Two or three days later I got a chance to see Pedro Camacho’s living quarters. Aunt Julia had come down to the station to meet me after the last evening newscast because she wanted to see a movie that was showing at the Metro, starring one of Hollywood’s great romantic couples: Greer Garson and Walter Pidgeon. As we were crossing the Plaza San Martín around midnight to catch a jitney, I spied Pedro Camacho coming out of Radio Central. The moment I pointed him out to her, Aunt Julia wanted to meet him. We walked over to him, and on learning that Aunt Julia was a compatriot of his, he warmed to her immediately.
“I’m a great admirer of yours,” Aunt Julia said to him, and to flatter him even more, she lied: “I first began listening to your serials in Bolivia, and I never miss one.”

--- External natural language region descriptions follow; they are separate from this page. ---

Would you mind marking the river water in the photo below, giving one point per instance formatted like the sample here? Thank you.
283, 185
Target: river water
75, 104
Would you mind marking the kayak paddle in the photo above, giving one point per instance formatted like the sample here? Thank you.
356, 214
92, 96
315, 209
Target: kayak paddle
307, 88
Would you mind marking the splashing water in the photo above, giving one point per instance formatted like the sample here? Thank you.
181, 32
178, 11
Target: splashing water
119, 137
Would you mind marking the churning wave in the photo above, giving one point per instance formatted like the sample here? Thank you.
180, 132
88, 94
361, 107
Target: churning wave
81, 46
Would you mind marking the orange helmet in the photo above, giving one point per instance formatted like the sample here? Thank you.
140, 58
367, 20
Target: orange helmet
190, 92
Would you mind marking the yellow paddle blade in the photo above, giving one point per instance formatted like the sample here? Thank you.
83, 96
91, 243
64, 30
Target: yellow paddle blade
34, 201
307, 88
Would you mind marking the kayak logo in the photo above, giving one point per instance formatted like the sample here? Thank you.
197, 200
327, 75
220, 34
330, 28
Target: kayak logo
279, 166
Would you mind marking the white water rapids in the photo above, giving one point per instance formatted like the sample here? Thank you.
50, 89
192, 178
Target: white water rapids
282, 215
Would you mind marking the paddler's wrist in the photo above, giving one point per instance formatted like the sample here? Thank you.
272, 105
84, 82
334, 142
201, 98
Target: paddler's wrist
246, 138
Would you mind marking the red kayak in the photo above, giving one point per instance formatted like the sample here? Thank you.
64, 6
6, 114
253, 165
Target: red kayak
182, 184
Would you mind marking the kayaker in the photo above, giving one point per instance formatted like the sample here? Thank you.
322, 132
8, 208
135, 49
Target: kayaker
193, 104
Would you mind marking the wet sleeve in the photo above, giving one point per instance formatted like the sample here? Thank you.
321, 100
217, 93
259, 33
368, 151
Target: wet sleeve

We walked along with him, almost without realizing it, to the Jirón Quilca, and on the way Pedro Camacho and Aunt Julia had a patriotic conversation from which I was excluded, in which there passed in review the mines of Potosí and Taquiña beer, the corn soup called lagua, stewed corn with cream cheese, the climate of Cochabamba, the beauty of the women of Santa Cruz, and other national glories of Bolivia. The scriptwriter seemed to enjoy talking of the marvels of his native land. On arriving at the door of a building with balconies and jalousies, he stopped but didn’t bid us goodnight.
“Come on upstairs with me,” he proposed. “I’m having a simple dinner but we can share it.”
The La Tapada rooming house was one of those old three-story residences in downtown Lima, built in the last century, that were often spacious and comfortable and sometimes even sumptuous, but later on, as people who were well-off gradually deserted the center of the city and moved to resorts on the seashore, old Lima gradually became unfashionable, these houses gradually began to fall into ruin, grew more and more crowded as they were subdivided, and eventually turned into veritable hives thanks to the installation of partitions that doubled or quadrupled the number of rooms and the haphazard creation of minuscule living quarters in all sorts of odd corners in the entry halls, on the roof terraces, and even on the balconies and stairways. The La Tapada rooming house appeared to be about to collapse at any moment; the steps of the stairs we climbed to get to Pedro Camacho’s room swayed beneath our weight, and our feet stirred up little clouds of dust that made Aunt Julia sneeze. A thick film of dirt covered everything, walls and floors, and it was plain to see that the place had never been swept or mopped. Pedro Camacho’s room was like a cell. It was very small and almost empty. There was a cot without a headboard, covered with a faded blanket and on it a pillow without a pillowcase, a small table covered with an oilcloth, a chair with a straw seat, a suitcase, and a line strung between two walls with undershorts and socks drying on it. The fact that the scriptwriter washed his own clothes didn’t surprise me, but it did surprise me that he did his own cooking.